Statement: Martha Rojas Urrego, Secretary General, Ramsar Convention on Wetlands
In these unprecedented times, we have seen the profound interconnections between people and nature. While rebuilding our world it is time for nature to take the central stage. We are all together in the current crisis and we can no longer delay the implementation of environmental commitments. We have a huge responsibility and a remarkable opportunity to build back our home sustainably and safely.
Our basic needs for survival: food, water and air, our economic prosperity, our health and the climate that makes our planet habitable all come from or depend on nature. Within this context, wetlands are critical to human and planet life. They are a vital component of the freshwater cycle. Directly or indirectly, wetlands provide almost all of the world’s consumption of freshwater.
Wetlands also ensure our food supply. Almost a billion households in Asia, Africa and the Americas depend on rice growing and processing for their main livelihoods. More than 660 million people rely on fishing and aquaculture for a living. Wetlands are among the most biodiverse ecosystems in the world, 40% of all species live or breed in wetlands. They are also essential to efforts to regulate the global climate. Peatlands store twice as much carbon as all the planet’s forests despite accounting for just three per cent of the world’s land surface. Wetlands also protect us from floods, droughts and other extreme weather events, thus increasing communities’ resilience.

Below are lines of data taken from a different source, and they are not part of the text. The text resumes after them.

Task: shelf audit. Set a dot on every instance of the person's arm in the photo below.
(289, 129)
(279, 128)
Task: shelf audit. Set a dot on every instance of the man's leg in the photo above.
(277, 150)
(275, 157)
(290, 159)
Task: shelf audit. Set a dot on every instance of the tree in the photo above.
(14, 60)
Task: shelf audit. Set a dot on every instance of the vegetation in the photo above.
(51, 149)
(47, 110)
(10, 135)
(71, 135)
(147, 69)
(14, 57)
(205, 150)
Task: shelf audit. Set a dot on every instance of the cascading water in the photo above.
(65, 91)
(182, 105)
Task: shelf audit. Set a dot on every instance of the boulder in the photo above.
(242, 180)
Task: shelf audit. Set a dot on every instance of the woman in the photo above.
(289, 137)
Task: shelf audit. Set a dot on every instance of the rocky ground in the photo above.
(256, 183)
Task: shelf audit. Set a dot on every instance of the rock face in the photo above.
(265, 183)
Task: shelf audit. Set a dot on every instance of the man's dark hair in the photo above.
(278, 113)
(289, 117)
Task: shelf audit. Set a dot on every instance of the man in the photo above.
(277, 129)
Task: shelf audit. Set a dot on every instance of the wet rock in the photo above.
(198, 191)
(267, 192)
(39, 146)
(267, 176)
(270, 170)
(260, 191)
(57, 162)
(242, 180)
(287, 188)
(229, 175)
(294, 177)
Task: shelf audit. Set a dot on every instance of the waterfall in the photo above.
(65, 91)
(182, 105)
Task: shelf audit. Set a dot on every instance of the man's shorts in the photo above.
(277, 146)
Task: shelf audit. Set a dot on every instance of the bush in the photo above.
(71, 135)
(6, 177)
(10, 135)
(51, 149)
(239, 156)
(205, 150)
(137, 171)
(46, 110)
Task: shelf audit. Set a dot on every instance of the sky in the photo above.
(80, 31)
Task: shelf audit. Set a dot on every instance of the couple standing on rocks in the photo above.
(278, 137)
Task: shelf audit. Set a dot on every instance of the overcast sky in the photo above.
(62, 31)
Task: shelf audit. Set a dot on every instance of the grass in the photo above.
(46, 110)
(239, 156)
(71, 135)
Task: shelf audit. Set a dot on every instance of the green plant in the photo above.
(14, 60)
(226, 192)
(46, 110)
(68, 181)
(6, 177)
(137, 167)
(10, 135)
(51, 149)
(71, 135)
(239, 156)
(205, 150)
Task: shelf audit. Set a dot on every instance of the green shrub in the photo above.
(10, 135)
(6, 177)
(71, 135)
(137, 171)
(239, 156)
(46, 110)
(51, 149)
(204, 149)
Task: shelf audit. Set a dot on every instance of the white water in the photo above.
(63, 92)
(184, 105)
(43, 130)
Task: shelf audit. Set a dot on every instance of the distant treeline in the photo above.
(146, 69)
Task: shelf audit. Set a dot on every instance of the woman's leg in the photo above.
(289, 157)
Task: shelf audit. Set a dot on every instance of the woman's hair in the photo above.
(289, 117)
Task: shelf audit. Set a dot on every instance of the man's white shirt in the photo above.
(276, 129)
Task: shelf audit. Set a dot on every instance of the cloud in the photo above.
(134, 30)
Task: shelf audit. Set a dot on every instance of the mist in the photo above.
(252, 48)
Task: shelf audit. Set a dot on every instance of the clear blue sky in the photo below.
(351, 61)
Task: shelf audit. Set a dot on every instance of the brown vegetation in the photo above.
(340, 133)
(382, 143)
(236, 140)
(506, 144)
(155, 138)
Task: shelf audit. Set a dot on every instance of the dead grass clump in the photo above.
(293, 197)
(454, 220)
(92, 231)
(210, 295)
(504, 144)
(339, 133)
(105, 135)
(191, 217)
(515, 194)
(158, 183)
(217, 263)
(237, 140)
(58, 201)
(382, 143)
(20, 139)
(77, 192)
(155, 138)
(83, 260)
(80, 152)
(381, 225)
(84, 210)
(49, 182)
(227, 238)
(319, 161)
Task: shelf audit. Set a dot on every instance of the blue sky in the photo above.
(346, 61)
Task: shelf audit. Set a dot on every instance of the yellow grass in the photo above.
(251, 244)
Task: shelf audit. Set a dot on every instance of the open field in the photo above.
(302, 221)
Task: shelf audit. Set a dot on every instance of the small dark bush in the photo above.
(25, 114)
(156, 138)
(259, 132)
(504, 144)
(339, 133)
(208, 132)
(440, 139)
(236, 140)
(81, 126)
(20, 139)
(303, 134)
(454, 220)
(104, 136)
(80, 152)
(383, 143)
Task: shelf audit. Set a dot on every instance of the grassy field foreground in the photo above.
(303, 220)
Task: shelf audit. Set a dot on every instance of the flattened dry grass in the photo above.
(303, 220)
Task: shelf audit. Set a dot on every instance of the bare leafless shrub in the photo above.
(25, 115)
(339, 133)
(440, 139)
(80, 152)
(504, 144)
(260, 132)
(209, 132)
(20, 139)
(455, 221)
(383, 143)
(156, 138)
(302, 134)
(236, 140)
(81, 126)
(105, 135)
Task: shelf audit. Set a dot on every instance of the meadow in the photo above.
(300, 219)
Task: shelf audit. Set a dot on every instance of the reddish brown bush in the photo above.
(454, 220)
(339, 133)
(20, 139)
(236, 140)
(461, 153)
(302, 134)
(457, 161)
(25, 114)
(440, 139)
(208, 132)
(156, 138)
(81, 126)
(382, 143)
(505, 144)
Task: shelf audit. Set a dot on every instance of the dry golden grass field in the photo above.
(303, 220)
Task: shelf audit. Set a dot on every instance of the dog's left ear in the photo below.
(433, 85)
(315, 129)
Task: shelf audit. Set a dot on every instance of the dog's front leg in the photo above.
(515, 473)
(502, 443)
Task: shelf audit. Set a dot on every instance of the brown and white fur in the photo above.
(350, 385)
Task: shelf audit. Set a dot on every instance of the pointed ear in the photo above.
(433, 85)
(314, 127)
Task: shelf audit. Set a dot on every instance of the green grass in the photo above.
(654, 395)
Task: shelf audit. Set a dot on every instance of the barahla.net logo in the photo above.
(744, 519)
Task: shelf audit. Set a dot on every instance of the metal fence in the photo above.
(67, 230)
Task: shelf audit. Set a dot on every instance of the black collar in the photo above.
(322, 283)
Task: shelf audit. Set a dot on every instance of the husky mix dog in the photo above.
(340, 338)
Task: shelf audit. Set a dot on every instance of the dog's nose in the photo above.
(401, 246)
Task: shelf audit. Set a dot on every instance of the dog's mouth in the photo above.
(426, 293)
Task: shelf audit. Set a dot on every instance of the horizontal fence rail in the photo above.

Yet, 87% of the world’s wetlands have been lost, 35% in the last 50 years. They are disappearing three times faster than forests. These scientific findings of the Global Wetland Outlook, published in 2018, are a wakeup call to the importance to these ecosystems.
Wetlands’ degradation has been driven by megatrends such as climate change, population increase, urbanization, and pollution. Changes to land and water use, especially for agriculture have resulted in the drainage and conversion of wetlands across the world.
At the same time, conservation and sustainable use of wetlands provide effective solutions to address many of the crises we are currently facing: freshwater scarcity, climate change and biodiversity loss. Maintaining healthy freshwater wetlands means securing water supply. Conserving and sustainably using wetlands means protecting and recovering biodiversity. Keeping wetlands and rewetting them means storing the carbon in the soil, avoiding further carbon emissions and building resilience. This is why wetlands must be at the heart of sustainable development and environmental national and global discussions, decisions and actions in 2020 – and beyond.
As the international community steps up efforts to build back better we need nature. It is time to recognize the contributions of wetlands to our lives and to escalate efforts for their conservation to ensure a sustainable and safe future for all.